Render your templates manually with realistic values to verify the output looks correct before committing:
from jinja2 import Template

system_tpl = Template(open("artifact.yaml").read().split("system_prompt_template: |")[1].split("user_prompt_template:")[0])
rendered = system_tpl.render(current_date="2026-04-14")
print(rendered)
Feed the rendered prompts directly to your chosen provider’s playground or API to see what the model returns with your parameters.

Prompt engineering for ecommerce

The evaluation harness injects real ecommerce context: a viewed SKU, cart contents, order history, a persona, and a product catalog. Artifacts that actively use all of this context — referencing {{sku_info}}, reasoning from {{cart_json}}, and filtering against {{order_json}} — tend to score higher than those that treat the recommendation as a generic task.Explicitly instruct the model to:
  • Avoid products already in the cart or past orders.
  • Prioritize products complementary to the viewed SKU.
  • Use the persona attributes to tailor the recommendation set.
Each returned item must include a reason field. The evaluation harness grades reasons, not just SKU selections. A good reason:
  • Is relevant to the viewing SKU and the overall recommendation set.
  • Is a single, plain-text sentence with no punctuation or line breaks.
  • Focuses on customer benefit, not internal business strategy.
Prompt the model explicitly to write reasons that explain why each product fits the customer’s current context — not generic phrases like “this is a popular item.”
Evaluations include scenarios with gendered products.
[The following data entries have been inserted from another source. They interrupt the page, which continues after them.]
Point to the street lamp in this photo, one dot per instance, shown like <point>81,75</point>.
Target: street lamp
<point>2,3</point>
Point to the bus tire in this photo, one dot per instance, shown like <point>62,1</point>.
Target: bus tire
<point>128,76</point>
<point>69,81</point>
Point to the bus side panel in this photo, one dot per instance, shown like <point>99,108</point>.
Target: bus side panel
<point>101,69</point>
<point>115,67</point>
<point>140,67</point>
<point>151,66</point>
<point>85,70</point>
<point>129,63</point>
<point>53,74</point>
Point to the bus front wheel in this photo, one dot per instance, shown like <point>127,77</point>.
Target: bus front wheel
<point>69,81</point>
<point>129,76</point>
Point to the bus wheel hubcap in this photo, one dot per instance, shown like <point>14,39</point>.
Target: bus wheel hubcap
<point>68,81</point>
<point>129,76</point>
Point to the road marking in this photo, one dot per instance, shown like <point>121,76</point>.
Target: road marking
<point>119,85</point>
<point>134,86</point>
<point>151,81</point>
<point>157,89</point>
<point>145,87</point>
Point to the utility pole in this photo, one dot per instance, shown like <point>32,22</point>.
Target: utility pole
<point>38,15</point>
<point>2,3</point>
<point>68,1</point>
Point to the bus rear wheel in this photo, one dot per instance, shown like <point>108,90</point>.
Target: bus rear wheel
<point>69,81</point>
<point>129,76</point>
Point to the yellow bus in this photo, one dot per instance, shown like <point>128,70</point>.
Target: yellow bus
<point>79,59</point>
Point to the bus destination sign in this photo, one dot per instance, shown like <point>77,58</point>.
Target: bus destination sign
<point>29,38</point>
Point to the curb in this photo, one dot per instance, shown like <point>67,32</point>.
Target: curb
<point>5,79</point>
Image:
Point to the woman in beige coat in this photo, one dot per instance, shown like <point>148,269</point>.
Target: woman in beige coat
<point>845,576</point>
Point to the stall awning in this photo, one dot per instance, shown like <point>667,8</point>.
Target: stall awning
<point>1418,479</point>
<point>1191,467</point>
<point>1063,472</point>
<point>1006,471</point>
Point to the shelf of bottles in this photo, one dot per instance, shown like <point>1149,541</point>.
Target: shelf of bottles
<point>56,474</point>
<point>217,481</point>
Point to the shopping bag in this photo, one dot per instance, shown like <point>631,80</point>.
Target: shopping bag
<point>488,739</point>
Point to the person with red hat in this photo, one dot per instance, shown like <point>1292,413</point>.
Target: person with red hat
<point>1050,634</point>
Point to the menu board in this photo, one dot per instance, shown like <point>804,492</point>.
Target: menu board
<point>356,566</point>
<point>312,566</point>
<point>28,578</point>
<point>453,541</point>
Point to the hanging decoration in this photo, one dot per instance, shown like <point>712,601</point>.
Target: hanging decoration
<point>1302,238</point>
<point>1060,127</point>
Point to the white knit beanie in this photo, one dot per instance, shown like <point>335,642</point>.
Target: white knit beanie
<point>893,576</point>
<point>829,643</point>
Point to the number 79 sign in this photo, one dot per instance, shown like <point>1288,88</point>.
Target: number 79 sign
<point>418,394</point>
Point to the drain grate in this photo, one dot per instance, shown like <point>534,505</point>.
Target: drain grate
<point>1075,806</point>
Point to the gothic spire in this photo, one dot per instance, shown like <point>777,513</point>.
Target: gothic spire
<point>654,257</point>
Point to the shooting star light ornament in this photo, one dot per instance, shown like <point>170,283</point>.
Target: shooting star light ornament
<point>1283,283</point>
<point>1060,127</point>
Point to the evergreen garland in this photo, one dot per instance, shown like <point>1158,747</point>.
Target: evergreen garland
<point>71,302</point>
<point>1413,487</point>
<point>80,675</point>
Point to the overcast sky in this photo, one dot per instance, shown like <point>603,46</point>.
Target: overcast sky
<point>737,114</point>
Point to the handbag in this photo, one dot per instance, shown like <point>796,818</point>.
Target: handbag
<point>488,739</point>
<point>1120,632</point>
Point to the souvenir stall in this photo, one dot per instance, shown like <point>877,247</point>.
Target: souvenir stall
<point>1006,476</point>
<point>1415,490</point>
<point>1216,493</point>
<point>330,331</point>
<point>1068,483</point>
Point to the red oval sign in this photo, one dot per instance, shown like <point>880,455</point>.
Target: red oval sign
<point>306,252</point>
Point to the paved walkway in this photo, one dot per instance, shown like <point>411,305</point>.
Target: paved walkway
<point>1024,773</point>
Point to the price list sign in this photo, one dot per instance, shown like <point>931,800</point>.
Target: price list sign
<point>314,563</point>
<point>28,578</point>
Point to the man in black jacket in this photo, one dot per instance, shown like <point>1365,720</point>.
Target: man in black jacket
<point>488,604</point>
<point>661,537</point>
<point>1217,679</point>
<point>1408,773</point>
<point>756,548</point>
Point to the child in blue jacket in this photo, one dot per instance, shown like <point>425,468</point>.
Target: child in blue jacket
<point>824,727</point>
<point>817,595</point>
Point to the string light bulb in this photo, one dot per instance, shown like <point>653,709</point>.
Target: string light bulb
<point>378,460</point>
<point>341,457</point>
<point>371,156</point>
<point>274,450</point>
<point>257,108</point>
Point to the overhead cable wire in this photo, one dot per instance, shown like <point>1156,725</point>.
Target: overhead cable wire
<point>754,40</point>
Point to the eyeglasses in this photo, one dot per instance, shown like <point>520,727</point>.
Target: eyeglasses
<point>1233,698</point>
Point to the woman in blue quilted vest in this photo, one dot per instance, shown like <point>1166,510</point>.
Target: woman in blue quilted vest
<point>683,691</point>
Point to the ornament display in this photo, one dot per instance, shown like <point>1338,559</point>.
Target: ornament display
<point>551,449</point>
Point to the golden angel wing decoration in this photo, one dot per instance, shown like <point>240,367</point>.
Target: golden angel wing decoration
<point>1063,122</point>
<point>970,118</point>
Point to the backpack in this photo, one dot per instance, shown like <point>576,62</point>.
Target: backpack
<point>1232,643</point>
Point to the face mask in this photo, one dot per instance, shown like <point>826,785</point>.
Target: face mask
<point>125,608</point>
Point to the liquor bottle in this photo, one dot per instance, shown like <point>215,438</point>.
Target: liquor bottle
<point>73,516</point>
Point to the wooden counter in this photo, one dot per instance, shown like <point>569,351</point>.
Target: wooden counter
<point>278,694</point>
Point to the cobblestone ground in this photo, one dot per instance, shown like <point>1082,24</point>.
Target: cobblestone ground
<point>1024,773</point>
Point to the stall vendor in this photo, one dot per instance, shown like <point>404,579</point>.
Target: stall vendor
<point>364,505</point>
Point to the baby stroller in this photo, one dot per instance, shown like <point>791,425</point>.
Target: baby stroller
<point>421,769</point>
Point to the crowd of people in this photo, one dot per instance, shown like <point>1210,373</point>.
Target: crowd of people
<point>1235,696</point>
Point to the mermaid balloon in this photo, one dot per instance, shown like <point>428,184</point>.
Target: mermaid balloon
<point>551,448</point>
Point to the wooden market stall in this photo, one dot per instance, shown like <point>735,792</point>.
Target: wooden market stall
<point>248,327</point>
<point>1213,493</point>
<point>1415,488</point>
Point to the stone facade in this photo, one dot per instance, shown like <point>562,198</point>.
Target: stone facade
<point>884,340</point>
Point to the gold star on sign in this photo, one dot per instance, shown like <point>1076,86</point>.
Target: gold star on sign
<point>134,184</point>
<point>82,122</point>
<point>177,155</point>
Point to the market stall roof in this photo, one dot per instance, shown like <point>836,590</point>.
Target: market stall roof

If the viewed SKU is gendered (e.g., women’s shoes), all recommendations must match that gender. Mixing gendered products is a known failure mode. Add an explicit instruction to your prompt:
If the Viewing SKU is gendered, always recommend products that match the same gender.
Never mix gendered products in the recommendation set.
Your artifact passes through two screener stages before reaching full validator evaluation. Screener 1 enforces basic format and data consistency. Screener 2 runs extended quality checks. Validators then score against rotating ecommerce evaluation environments.To pass screeners, the model must:
  • Return exactly {{num_recs}} items in a valid JSON array.
  • Use only SKUs that exist in the provided product_catalog.
  • Exclude any SKU already in the cart or order history.
  • Return no duplicate SKUs.
Format failures — malformed JSON, extra text outside the array, single-quoted strings — are the most common screener rejection reason. Keep the output requirements section prominent in your user prompt and instruct the model explicitly to return nothing outside the JSON array.